Reflexionessoledad

Aunque todos te fallen, hay Uno que te recibe exactamente como eres.

"Aunque mi padre y mi madre me abandonen, el Señor me recibirá."

Salmos 27:10

Hay una soledad que no tiene que ver con estar solo.

Puedes estar rodeado de gente y sentirla igual. En una reunión familiar, en la iglesia, en una conversación con amigos. Esa sensación de que nadie realmente te ve. De que muestras una versión de ti que los demás aceptan, pero que la versión real — la que tiene miedos, dudas, cicatrices — no tiene a nadie con quien sentarse.

Esa es la soledad más difícil. No la del que no tiene a nadie. La del que tiene gente alrededor y aun así se siente invisible.

David conocía esa soledad. El Salmo 27 no fue escrito desde la comodidad de un palacio. Fue escrito desde la huida, desde el tiempo en que el rey Saúl lo perseguía para matarlo, cuando los que antes lo celebraban ahora lo traicionaban, cuando incluso dentro de su familia había tensiones y abandonos. David era el rey ungido, el guerrero victorioso, el salmista favorito del pueblo. Y aun así, escribió con una honestidad desconcertante: "Aunque mi padre y mi madre me abandonen, el Señor me recibirá."

Nota que no dice "aunque los extraños me abandonen". Dice padre y madre. Las personas más cercanas. Las que deberían ser el refugio más seguro. Incluso si ellos fallan — y a veces fallan — hay Uno que recibe.

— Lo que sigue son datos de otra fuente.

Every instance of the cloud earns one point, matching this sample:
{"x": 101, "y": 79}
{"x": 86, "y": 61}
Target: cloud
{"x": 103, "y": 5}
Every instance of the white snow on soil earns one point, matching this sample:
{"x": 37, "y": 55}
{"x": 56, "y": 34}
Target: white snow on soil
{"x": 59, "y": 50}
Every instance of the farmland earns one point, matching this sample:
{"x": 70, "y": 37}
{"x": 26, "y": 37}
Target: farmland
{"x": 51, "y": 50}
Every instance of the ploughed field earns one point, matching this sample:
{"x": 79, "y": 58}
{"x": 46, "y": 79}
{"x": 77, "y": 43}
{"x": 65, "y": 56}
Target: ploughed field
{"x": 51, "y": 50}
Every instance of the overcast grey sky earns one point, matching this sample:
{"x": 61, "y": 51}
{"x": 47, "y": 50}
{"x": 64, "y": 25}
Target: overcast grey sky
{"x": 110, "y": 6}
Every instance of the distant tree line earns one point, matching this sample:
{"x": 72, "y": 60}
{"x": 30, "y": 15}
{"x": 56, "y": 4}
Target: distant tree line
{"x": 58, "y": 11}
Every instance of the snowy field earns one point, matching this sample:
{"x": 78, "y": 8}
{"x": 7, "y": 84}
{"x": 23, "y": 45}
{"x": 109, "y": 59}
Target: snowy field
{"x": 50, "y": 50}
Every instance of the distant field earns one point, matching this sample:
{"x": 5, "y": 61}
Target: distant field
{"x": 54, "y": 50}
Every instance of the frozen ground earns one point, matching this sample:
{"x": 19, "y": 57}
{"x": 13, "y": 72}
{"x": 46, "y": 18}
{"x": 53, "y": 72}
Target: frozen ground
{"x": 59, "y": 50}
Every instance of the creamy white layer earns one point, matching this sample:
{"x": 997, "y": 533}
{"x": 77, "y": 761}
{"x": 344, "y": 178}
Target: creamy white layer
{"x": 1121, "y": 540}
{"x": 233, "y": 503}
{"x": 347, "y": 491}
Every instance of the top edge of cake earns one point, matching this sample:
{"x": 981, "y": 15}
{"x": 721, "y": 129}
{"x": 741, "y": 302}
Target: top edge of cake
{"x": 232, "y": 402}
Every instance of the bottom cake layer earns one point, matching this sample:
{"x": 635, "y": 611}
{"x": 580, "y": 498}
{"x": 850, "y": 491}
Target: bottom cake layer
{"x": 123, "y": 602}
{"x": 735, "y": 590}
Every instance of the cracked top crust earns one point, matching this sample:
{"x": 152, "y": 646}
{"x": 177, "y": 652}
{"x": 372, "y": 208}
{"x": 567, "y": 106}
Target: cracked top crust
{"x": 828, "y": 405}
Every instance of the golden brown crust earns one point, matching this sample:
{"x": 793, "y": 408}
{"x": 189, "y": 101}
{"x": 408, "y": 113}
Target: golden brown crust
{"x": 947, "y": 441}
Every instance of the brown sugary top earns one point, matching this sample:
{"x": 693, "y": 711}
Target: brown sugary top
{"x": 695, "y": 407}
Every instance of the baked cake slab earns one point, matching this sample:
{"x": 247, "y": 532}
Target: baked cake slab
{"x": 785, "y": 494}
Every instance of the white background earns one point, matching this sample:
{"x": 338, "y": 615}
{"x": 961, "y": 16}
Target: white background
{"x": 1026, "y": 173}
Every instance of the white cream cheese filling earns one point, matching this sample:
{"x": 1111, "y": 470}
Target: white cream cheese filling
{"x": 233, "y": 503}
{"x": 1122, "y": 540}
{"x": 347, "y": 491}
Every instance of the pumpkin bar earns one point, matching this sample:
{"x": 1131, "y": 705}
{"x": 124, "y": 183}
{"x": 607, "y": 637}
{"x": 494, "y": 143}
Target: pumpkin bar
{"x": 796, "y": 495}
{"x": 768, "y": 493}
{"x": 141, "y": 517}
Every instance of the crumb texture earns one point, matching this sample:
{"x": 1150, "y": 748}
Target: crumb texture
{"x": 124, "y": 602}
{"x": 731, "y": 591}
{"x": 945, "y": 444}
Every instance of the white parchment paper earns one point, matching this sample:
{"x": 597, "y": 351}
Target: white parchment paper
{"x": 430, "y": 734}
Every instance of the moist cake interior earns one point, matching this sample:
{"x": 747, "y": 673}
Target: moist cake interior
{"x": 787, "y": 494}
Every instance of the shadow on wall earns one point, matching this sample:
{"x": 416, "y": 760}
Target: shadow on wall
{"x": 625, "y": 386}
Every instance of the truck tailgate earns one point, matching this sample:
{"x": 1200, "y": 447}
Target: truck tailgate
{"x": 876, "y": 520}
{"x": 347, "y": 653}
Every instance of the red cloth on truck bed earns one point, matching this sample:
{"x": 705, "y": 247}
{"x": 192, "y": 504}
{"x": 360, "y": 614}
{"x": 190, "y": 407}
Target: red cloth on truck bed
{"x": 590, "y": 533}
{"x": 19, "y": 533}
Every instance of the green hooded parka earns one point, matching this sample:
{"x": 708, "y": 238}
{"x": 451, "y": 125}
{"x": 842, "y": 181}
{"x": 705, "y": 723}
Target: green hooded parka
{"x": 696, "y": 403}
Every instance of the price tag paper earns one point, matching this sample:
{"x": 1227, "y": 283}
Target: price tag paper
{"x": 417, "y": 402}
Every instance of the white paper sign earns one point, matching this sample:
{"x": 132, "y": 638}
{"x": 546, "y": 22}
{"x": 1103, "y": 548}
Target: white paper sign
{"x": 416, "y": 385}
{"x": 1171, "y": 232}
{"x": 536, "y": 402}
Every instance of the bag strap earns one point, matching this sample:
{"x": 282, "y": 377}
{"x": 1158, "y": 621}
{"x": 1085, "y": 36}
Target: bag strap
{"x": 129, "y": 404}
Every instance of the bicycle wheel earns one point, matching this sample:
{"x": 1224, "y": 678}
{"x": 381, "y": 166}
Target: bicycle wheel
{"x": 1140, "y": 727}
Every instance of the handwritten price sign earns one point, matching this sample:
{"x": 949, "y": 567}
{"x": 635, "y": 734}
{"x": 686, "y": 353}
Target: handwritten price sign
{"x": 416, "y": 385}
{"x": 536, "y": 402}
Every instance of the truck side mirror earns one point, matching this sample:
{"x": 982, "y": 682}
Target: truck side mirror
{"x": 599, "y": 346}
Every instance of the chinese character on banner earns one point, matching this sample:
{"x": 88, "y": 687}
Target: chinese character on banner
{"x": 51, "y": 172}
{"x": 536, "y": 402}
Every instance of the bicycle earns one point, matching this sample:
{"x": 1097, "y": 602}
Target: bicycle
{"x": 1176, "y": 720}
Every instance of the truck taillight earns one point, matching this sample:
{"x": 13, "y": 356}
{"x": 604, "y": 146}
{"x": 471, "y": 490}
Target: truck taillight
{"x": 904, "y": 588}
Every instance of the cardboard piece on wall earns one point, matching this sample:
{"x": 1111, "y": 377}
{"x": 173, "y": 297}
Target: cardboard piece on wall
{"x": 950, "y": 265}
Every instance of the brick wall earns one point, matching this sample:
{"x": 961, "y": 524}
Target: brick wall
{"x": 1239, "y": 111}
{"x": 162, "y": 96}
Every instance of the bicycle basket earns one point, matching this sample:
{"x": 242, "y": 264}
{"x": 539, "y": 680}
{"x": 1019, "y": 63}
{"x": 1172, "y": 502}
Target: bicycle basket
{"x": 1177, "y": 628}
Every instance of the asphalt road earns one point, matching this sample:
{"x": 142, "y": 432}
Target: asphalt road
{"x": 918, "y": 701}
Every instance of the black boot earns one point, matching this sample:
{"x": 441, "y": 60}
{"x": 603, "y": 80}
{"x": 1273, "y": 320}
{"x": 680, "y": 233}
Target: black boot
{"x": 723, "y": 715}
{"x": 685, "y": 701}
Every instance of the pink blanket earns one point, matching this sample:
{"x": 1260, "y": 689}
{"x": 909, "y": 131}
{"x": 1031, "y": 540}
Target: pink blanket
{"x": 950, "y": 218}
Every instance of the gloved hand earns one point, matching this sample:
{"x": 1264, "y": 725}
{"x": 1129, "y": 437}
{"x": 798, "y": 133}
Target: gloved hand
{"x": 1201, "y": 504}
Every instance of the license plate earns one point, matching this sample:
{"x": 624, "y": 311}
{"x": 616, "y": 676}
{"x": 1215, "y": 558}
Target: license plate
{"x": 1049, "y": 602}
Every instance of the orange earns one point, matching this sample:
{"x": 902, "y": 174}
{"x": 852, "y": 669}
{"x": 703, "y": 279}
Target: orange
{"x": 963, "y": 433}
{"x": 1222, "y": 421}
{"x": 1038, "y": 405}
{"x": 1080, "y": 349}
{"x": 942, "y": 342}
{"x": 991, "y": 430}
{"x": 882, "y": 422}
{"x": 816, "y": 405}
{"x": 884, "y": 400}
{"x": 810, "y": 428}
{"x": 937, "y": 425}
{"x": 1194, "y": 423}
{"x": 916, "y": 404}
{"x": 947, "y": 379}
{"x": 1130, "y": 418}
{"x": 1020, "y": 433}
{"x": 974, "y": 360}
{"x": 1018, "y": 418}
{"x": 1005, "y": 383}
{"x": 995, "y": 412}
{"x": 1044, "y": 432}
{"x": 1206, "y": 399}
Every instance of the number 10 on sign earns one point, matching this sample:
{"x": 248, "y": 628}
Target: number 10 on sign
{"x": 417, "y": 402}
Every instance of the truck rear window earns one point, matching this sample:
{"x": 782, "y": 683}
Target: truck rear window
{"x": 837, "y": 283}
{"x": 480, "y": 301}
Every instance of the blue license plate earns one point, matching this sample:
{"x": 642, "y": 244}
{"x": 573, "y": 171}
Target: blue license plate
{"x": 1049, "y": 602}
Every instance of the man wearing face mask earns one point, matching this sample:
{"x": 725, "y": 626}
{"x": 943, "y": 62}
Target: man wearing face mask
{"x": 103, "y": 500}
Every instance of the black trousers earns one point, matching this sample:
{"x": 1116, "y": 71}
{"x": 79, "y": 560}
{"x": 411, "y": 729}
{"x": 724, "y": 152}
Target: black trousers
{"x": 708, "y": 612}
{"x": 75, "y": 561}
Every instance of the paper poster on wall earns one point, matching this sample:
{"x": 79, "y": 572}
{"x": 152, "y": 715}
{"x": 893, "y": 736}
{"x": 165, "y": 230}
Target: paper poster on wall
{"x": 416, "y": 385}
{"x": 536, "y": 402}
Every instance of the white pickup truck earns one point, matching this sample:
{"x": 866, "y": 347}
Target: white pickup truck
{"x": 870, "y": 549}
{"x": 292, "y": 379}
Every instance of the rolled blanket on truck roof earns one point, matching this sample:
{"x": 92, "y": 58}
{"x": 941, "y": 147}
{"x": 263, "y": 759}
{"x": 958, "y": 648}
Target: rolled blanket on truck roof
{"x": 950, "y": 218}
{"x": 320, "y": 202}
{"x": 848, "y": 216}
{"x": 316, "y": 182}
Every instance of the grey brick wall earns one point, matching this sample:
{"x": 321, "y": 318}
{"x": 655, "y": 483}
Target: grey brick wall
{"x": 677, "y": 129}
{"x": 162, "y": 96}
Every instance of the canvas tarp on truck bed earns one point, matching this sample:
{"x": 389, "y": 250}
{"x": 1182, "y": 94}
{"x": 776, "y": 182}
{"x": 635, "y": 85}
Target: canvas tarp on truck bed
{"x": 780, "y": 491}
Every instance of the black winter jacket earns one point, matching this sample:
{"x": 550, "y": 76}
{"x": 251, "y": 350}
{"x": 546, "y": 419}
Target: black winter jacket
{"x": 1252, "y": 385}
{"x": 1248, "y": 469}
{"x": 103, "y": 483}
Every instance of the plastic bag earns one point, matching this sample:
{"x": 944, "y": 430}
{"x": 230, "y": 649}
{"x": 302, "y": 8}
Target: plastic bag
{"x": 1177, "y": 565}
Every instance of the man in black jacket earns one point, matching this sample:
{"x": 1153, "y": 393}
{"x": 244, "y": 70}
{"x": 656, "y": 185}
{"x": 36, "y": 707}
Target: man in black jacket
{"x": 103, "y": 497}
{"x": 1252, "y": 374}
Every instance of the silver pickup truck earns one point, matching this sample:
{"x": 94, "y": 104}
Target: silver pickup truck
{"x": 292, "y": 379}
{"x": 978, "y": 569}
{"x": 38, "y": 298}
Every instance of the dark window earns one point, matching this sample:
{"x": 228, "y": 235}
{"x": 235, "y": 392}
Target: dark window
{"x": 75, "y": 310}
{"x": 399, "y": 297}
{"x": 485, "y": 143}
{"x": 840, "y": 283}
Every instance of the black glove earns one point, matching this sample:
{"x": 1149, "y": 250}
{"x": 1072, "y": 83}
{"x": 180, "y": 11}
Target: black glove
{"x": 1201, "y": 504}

La palabra "recibirá" en el hebreo original tiene una connotación de recoger, de alzar, de tomar en brazos a alguien que cayó. No es un recibimiento formal en la puerta. Es el gesto de alguien que ve que caíste y te levanta.

Eso es lo que Dios hace con la soledad que nadie más puede ver.

No siempre lo sentirás con intensidad emocional. La presencia de Dios no siempre se manifiesta como un abrazo cálido que llena todos los huecos. A veces es más silenciosa. Una paz que no tiene explicación cuando todo debería desmoronarse. Una resistencia interior que no sabes de dónde viene. Un versículo que aparece exactamente cuando lo necesitabas. Una sensación de no estar completamente solo, aunque no puedas verlo.

Pero hay algo que sí es constante, sin importar cómo lo sientas: Él está. Antes de que llegaras, antes de que lo buscaras, antes de que lo conocieras, ya estaba mirando hacia ti.

El Salmo 139 lo dice con una belleza que debería detenerte: "A donde quiera que vaya, allí estás tú. Si subo al cielo, allí estás. Si hago mi cama en el fondo del abismo, allí también estás." No hay lugar lo suficientemente oscuro, lo suficientemente solitario, lo suficientemente roto como para estar fuera del alcance de Su presencia.

Si hoy te sientes invisible para todos, recuerda que hay Uno que te ve completamente. Que conoce la versión de ti que no muestras a nadie. Que conoce los miedos que no has dicho en voz alta, las heridas que todavía duelen, las preguntas que todavía no tienen respuesta. Y que, conociéndote así — completamente, sin filtros — elige quedarse.

Esa no es una soledad permanente. Es una invitación a descubrir la única compañía que nunca falla.